A escola de medicina de Salerno foi suplantada por excelência, durante o século XIII, pela escola de Montpellier, e depois pela de Leyden, perto de Haia, fundada por Guilherme de Orange em 1575. a Estrela de Leyden era Hermann Boerhaave (1668-1738), um médico prático que lecionava elegantemente em latim, e atraiu estudantes até da América, estendeu sua clínica particular até a China e deixou dois milhões de florins. Durante um breve período, Montpellier abrigou o bêbado, errante, agressivo e arrogante Paracelso (1668-1738) de Zurique, que começava suas aulas queimando as obras de Galeno e desdenhava os médicos tradicionalistas, seus contemporâneos, médicos com manto de veludo e que falavam latim. “Eu não agrado ninguém, exceto aos doentes que curo”, gabava-se ele, com razão. Montpellier produziu o único papa médico, João XXI, que morreu quando o teto lhe caiu em cima.
Sessenta e cinco anos depois de Vesalius se tornar seu professor de anatomia e cirurgia, Pádua ensinou Willian Harvey (1578-1657), de Folkstone, que era baixo, moreno, com cabelos crespos, agitado e falante e que voltou para casa para trabalhar no Hospital São Bartolomeu e para James I e Carlos I.
Todo o mundo sabia que o sangue se movia, fosse pela observação da artéria de uma orelha abatida, fosse pela tendência do homem para mater e ferir seus semelhantes (Harvey sempre usava uma adaga no cinto). Até o século XVII, imaginava-se que o sangue saía e entrava, como as marés. Em 1628, Harvey demonstrou que ele percorria um caminho circular, como a música da década de 1930.
Havia uma dúvida: como o sangue voltava ao coração através da carne?
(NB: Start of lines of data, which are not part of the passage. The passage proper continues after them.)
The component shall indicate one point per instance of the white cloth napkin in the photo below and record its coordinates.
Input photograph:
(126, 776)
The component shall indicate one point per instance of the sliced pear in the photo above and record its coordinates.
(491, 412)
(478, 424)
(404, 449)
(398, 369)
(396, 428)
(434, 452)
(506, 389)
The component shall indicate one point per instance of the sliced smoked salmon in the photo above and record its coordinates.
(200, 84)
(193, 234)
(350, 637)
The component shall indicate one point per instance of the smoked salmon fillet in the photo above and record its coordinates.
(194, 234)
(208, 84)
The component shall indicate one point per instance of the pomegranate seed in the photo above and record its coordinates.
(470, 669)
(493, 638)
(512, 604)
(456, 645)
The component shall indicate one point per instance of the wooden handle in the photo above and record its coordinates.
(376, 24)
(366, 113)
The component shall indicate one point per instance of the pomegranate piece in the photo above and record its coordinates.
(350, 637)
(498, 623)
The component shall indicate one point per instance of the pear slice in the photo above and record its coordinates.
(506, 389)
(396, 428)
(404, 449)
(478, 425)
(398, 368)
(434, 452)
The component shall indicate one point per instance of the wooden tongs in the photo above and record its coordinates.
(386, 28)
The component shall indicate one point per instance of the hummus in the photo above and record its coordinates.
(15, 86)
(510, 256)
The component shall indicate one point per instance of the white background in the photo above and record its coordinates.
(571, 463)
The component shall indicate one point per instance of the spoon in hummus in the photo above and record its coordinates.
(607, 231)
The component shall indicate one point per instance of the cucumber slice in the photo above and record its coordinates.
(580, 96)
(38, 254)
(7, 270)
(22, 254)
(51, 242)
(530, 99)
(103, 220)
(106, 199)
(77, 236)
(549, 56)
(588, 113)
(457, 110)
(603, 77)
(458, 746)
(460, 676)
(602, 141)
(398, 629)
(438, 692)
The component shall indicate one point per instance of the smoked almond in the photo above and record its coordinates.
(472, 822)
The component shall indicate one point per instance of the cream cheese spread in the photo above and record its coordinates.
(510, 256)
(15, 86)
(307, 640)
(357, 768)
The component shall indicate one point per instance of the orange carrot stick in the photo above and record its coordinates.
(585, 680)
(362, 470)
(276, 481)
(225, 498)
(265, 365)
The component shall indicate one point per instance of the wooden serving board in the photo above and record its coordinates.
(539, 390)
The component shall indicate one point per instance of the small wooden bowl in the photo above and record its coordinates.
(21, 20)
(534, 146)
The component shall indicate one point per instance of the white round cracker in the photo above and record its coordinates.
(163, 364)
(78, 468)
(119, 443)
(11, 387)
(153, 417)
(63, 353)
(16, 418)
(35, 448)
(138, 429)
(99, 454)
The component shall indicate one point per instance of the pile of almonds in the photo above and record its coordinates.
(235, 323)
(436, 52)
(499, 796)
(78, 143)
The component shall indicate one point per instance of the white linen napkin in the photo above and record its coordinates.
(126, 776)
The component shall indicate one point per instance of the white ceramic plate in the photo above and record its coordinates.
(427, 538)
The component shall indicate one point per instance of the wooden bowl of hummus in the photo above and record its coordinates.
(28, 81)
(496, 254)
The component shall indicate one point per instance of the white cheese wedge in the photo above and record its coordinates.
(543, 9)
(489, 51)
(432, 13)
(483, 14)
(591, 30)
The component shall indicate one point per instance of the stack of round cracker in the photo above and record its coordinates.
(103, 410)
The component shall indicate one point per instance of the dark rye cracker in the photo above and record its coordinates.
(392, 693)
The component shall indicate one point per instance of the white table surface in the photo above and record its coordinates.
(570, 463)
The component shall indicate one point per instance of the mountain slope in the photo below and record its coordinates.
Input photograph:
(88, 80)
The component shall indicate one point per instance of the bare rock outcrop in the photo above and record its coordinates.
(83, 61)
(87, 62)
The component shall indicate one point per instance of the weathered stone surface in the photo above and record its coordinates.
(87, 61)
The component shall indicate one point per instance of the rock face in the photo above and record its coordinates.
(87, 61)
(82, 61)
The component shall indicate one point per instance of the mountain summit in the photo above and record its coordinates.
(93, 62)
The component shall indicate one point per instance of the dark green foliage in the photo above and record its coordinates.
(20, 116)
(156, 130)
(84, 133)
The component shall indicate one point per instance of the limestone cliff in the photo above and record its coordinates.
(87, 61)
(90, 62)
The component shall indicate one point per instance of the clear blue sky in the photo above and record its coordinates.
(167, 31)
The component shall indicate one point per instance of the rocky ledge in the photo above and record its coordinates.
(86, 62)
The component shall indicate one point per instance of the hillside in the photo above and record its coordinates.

Galeno havia dito que ele passava de um lado para o outro do coração. “Somos levados a admirar o maravilhoso artesanato do Todo-Poderoso”, comentou Vesalius, sarcasticamente, “que faz o sangue se escoar do ventrículo direito para o esquerdo por passagens invisíveis ao olho humano”. A resposta tantalizou os estudantes de Harvey durante 32 anos.
O microscópio foi inventado acidentalmente por um óptico holandês que introduziu duas lentes num tubo. Antony van Leeuwnhoek (1632-1723), de Delf, explorou a invenção – ele tinha 247 microscópios e foi o primeiro homem a ver o próprio espermatozóide. O microscópio, de Marcello Malpighi (1628-1964), de Bolonha, revelou o elo que Harvey procurava, mostrando o corpo todo percorrido por capilares minúsculos que canalizavam as artérias para as veias. A partir de então, o corpo foi alegremente examinado ao microscópio e estudado pela anatomia por toda a Europa.